Medical officials have been looking at data to determine whether a third shot is necessary. The Food and Drug Administration and Centers for Disease Control and Prevention pushed back on the need for a booster shot when Pfizer suggested they should be approved just last month. But data from Israel, where most of the population was vaccinated earlier than in the United States, suggests that the vaccine may have weakening efficacy after six months.

The administration is expected to formally announce the decision as soon as next week though the shots will not be available until the FDA approves them.

Health officials previously approved boosters for people with weakened immune systems like cancer patients and organ transplant recipients.

Israeli data prompts decision:

Dr. Francis Collins, the head of the National Institutes of Health, said Tuesday that data from Israel prompted officials to rethink their view of boosters.

“The people who got immunized in January are the ones that are now having more breakthrough cases,” he said.

Israeli data suggests that there has been a weakening of the effectiveness of Pfizer’s vaccine against severe illness among people over 65 who were vaccinated in February or earlier.

“Mostly, of course, these are symptomatic, but not serious,” Collins said. “But you’re starting to see a little bit of a trend toward some of those requiring hospitalization.”

“Although right now, it still as if our vaccine protection is working really well,” he added. “But we don’t want to wait until it’s like oh, too late. So that’s why we’re looking at the data.”

Health care workers, seniors to get first dibs:

Health care workers and nursing home residents are expected to be eligible for a booster first along with seniors over 65, mirroring the rollout of the vaccine earlier this year.

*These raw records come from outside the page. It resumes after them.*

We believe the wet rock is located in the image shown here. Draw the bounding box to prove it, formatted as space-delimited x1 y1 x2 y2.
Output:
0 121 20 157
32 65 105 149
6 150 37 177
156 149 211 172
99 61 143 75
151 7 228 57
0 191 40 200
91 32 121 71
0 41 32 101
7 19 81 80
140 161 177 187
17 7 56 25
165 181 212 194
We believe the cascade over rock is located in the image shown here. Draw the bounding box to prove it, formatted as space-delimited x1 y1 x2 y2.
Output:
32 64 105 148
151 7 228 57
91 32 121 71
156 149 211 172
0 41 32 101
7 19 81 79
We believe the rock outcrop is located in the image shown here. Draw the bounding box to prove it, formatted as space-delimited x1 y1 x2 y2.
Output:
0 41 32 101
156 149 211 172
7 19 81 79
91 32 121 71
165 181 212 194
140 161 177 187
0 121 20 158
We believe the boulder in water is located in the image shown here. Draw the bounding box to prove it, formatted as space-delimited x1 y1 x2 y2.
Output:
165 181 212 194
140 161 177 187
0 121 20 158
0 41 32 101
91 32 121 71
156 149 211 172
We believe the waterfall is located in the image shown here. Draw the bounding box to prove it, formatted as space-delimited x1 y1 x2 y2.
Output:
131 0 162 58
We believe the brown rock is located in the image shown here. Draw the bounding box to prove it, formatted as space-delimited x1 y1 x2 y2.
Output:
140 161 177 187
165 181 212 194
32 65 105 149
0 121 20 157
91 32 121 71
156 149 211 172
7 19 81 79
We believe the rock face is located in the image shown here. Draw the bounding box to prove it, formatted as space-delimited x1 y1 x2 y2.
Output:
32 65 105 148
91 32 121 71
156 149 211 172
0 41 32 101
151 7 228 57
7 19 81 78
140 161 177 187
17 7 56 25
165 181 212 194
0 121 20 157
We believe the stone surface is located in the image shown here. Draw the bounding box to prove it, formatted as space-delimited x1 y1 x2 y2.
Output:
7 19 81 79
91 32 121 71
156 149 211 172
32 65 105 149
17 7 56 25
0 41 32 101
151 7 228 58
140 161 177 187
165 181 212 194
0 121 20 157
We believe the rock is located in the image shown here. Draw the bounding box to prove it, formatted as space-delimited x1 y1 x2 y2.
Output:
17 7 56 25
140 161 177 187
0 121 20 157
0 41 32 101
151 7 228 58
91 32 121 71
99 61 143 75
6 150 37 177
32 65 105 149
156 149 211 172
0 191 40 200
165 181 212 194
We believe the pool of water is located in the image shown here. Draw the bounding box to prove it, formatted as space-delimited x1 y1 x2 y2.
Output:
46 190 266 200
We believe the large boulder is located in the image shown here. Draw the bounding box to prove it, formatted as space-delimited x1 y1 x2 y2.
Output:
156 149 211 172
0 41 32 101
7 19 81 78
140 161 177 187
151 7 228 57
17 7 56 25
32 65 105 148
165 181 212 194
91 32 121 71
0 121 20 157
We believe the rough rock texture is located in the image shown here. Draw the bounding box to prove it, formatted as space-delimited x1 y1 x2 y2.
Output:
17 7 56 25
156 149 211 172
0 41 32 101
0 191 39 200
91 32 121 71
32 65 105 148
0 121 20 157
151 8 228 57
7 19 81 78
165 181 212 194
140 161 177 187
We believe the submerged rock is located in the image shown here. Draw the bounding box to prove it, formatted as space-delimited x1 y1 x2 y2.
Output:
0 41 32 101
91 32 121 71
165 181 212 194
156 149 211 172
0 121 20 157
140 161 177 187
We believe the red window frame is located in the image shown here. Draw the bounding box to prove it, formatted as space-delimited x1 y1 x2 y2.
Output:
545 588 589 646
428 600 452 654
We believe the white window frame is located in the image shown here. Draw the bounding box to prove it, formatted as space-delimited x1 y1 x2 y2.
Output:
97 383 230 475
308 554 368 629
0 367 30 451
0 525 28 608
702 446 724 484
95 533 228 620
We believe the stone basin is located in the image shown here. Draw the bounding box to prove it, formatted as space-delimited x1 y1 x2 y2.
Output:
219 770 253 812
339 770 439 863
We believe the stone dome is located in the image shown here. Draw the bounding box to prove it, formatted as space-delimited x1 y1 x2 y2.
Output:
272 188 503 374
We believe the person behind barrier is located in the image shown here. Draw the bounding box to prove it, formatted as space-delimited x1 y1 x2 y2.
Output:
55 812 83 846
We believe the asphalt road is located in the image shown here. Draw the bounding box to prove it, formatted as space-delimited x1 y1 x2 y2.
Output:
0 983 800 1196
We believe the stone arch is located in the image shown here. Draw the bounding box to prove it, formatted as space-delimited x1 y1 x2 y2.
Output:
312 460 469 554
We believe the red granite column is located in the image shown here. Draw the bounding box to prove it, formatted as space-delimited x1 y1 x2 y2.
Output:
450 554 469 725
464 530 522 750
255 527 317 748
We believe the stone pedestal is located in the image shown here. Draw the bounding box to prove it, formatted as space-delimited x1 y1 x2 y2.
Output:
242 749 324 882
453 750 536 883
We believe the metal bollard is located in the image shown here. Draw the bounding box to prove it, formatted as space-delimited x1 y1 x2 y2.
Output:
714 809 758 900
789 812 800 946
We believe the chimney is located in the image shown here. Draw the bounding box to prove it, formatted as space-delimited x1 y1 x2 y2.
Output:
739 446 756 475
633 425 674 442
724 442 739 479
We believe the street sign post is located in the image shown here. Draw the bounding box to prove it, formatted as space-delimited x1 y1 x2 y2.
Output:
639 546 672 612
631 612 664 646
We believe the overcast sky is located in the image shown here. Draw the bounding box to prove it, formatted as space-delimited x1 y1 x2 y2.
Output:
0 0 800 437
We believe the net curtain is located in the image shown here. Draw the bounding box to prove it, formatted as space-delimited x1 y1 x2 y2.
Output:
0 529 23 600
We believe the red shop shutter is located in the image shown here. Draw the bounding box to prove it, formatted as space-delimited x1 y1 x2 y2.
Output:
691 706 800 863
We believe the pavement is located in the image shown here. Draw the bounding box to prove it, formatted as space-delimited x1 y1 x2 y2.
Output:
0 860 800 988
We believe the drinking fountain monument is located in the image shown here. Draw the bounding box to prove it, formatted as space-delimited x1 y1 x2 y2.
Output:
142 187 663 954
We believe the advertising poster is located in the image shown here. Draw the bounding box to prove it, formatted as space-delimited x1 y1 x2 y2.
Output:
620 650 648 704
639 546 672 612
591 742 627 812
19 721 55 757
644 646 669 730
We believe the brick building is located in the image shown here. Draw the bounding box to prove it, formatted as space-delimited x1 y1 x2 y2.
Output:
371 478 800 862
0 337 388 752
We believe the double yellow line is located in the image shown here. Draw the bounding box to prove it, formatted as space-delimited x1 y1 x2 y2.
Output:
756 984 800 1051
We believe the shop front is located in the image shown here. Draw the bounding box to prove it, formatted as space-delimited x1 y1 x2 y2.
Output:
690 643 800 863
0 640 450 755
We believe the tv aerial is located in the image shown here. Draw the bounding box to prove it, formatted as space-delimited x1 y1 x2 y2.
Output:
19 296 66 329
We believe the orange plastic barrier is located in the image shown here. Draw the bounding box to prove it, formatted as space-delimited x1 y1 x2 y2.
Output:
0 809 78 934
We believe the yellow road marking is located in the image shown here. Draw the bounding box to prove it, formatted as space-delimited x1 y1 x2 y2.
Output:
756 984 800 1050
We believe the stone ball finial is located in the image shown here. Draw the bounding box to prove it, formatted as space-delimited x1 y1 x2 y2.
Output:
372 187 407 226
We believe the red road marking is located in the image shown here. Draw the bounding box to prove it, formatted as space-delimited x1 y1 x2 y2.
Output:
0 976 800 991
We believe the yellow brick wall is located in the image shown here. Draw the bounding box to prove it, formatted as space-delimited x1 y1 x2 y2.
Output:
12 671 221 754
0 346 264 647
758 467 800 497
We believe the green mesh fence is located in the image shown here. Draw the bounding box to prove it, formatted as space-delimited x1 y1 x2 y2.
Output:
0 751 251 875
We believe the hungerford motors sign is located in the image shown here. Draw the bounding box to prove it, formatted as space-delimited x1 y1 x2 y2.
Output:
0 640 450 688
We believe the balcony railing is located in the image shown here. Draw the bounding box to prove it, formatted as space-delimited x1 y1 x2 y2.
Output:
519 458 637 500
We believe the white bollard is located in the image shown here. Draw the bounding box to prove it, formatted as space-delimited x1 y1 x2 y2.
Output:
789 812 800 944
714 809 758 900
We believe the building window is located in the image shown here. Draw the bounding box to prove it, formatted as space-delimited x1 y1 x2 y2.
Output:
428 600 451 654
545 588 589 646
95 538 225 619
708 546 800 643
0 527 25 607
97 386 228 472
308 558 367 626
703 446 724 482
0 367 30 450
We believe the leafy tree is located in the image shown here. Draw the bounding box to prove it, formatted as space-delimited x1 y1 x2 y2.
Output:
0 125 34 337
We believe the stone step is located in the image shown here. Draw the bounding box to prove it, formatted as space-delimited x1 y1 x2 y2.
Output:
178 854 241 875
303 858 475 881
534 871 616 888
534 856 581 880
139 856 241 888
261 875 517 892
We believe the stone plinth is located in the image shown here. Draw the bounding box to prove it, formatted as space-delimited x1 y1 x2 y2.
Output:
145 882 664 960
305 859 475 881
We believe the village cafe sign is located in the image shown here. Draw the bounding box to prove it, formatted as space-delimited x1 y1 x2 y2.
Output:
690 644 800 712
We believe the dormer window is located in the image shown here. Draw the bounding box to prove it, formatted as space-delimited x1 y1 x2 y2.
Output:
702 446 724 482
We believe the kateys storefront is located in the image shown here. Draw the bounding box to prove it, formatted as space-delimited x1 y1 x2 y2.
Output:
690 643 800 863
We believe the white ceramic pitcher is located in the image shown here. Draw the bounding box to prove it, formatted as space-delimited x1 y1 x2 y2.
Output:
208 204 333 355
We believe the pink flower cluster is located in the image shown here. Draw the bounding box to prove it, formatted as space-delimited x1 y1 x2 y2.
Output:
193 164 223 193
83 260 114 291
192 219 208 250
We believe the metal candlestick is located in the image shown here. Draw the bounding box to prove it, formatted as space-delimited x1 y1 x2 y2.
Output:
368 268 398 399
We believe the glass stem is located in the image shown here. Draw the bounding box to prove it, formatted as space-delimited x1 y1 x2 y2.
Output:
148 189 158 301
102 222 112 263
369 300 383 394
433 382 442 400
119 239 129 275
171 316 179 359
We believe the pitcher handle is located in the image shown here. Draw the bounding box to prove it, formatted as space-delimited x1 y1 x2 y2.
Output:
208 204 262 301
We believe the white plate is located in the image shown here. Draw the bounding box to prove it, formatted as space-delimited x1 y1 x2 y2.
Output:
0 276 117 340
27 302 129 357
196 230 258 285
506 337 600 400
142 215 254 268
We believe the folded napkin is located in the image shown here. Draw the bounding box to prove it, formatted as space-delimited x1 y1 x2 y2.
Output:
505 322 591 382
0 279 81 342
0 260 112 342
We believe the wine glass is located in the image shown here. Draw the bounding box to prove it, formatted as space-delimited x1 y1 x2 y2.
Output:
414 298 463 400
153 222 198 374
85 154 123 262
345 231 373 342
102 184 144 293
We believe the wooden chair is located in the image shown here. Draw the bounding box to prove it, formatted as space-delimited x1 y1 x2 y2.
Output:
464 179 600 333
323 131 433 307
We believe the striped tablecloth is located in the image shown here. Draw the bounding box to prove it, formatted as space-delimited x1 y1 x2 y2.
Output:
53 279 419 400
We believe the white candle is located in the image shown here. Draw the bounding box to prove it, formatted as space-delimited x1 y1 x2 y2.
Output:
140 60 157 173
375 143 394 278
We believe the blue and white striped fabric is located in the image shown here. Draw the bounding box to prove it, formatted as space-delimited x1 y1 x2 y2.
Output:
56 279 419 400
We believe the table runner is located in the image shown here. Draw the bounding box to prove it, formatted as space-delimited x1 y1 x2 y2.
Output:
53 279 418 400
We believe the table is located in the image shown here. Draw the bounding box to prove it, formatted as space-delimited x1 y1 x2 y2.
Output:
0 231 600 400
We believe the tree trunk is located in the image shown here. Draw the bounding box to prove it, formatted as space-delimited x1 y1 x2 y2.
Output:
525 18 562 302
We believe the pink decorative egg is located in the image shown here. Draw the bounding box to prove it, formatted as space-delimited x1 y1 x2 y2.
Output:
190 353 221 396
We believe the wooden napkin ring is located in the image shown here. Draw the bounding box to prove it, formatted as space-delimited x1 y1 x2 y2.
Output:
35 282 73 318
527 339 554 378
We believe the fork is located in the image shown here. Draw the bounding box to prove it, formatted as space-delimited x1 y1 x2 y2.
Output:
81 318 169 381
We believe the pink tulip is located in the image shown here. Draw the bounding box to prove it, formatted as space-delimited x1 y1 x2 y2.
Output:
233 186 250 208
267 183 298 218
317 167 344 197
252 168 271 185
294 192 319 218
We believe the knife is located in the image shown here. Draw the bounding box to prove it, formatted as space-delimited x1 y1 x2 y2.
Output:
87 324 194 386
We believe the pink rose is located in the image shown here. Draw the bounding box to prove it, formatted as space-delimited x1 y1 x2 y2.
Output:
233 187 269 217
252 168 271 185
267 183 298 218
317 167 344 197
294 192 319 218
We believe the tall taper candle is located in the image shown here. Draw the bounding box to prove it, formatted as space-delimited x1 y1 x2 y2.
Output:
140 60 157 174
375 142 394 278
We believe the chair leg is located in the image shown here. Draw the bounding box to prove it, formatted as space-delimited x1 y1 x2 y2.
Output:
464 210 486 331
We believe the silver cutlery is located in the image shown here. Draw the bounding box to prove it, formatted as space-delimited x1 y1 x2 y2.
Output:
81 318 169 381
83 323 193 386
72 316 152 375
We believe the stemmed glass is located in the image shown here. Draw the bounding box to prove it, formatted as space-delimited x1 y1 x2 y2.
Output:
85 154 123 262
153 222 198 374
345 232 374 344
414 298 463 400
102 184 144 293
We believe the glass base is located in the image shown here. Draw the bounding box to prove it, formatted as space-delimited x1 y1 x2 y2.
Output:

More than 198 million Americans have gotten at least one dose and more than 168 million are fully vaccinated.

Israel has already rolled out booster shots for people over 60 who were vaccinated more than five months ago as the country grapples with the spread of the Delta variant, which is more transmissible than other variants, even in some vaccinated people.

Pfizer this week said it has submitted data backing a booster shot to the FDA, finding in a small study that people who received a third dose have higher levels of antibodies. The company is still working on a large trial.

Studies released this month showed that Pfizer’s effectiveness against severe illness dropped from 96% two months after vaccination to 90% after four months and 84% after six months.

Officials are still collecting data on the one-dose Johnson & Johnson vaccine to determine if recipients should receive a second shot.